Across 10 LPs and a DVD, the vaults of this breakout album have been raided to produce a deluxe edition boxset of pitch-perfect proportions. John Earls wallows in Prince’s 1982 otherworldliness…
Let’s make this clear immediately: what Warner have done with the first true deluxe edition of a Prince album is perfect. It’s the platonic ideal of a vinyl boxset. It takes 10 LPs and a Blu-Ray DVD, but here is everything from the CD/streaming edition of 1999 on six hours of vinyl. As Prince’s estate manager Michael Howe told Long Live Vinyl: “We’re big fans of vinyl. It’s a more satisfying experience so, when it came to making everything available, we said, ‘Great, let’s make the vinyl boxset complete’.”
Howe’s attitude helps make 1999 the year’s best reissue. Whereas the expanded Purple Rain reissue from 2015 was a frustrating compromise, the 23 demos and alternative takes on 1999 show the rumours of how much brilliant music Prince was making in the 1980s are true. Alongside a more intimate version of International Lover and a breathless early run-through of Purple Rain rarity Possessed are 17 songs Prince never released at all. True, you can hear him get bored of Bold Generation halfway through singing it. But a dozen songs could have made another brilliant Prince album in their own right. Lyrical iffiness aside, Vagina and Feel U Up are prime Prince filth in the mould of Lady Cab Driver. Rearrange is Raspberry Beret’s hot cousin. Prince rarely did straight-up better than Yah, You Know.

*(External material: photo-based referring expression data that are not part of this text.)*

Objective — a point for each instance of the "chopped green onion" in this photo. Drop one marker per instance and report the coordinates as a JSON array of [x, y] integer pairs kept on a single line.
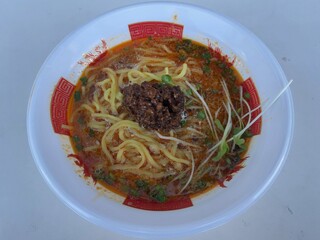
[[236, 130], [189, 92], [247, 134], [223, 149], [183, 122], [182, 57], [84, 81], [77, 96], [81, 120], [201, 115], [166, 79]]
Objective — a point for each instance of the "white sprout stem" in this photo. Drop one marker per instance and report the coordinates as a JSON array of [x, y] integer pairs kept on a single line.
[[241, 98], [196, 131], [176, 140], [226, 130], [249, 119], [265, 110], [210, 120], [251, 111], [209, 156], [192, 172]]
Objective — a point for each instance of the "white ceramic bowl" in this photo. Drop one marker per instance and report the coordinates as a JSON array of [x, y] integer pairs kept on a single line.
[[267, 152]]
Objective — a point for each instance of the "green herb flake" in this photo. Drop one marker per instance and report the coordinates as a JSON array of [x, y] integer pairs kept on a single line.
[[201, 115], [207, 141], [219, 125], [77, 96], [182, 57], [235, 89], [81, 120], [223, 149], [166, 79], [247, 134], [189, 92], [247, 95], [84, 81]]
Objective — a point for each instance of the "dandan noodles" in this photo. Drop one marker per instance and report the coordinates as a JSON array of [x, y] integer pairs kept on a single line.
[[160, 118]]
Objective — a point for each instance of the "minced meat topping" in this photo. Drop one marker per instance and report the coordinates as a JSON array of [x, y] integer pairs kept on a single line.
[[155, 106]]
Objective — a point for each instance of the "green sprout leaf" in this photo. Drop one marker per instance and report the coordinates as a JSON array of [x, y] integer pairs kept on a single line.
[[166, 79], [219, 125]]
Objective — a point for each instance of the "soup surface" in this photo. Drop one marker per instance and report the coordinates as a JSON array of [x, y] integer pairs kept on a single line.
[[160, 118]]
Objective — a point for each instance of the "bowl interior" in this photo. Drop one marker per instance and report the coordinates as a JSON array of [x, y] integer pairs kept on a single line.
[[267, 152]]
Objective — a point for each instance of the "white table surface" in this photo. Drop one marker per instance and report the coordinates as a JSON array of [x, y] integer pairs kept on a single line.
[[29, 30]]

You’ll get lost in those demos for days, and they comprise just four of the 11 discs. A homecoming Detroit show a month after the album’s release is a joy, as you can sense Prince realising he’s finally about to become a superstar in a performance that’s teasing and playful even by his standards. This goes double for a Christmas gig in Houston on the Blu-Ray, where you can see just how otherworldly Prince’s brilliance was in 1982.
If there is a petty quibble to be had, it’s that the B-sides and remixes discs shouldn’t be so strictly chronological – hopefully, Warner will spread the songs out a bit next time, rather than have mono/radio/alternative edits of the same hit bleed interchangeably into each other.
With Howe having confirmed to LLV that similarly thorough expanded Prince albums are on the way, it’ll be interesting to see whether or not they’ll be released chronologically. Whatever happens, 1999 is a great album to start with. Not only are there so many wonderful extras, but the original album is wonderful and, in hindsight, an odd phenomenon.
Brilliant singles as the title track and Little Red Corvette are, how did a 70-minute double album become the one to make Prince stellar? The short answer is because there’s something to keep every music fan of 1982 happy. There’s a lot going on in 1999 and it really does need that loose running time to hold it all in. After all, we know 1999 could have been a 6LP studio album and it still wouldn’t have been a second too long.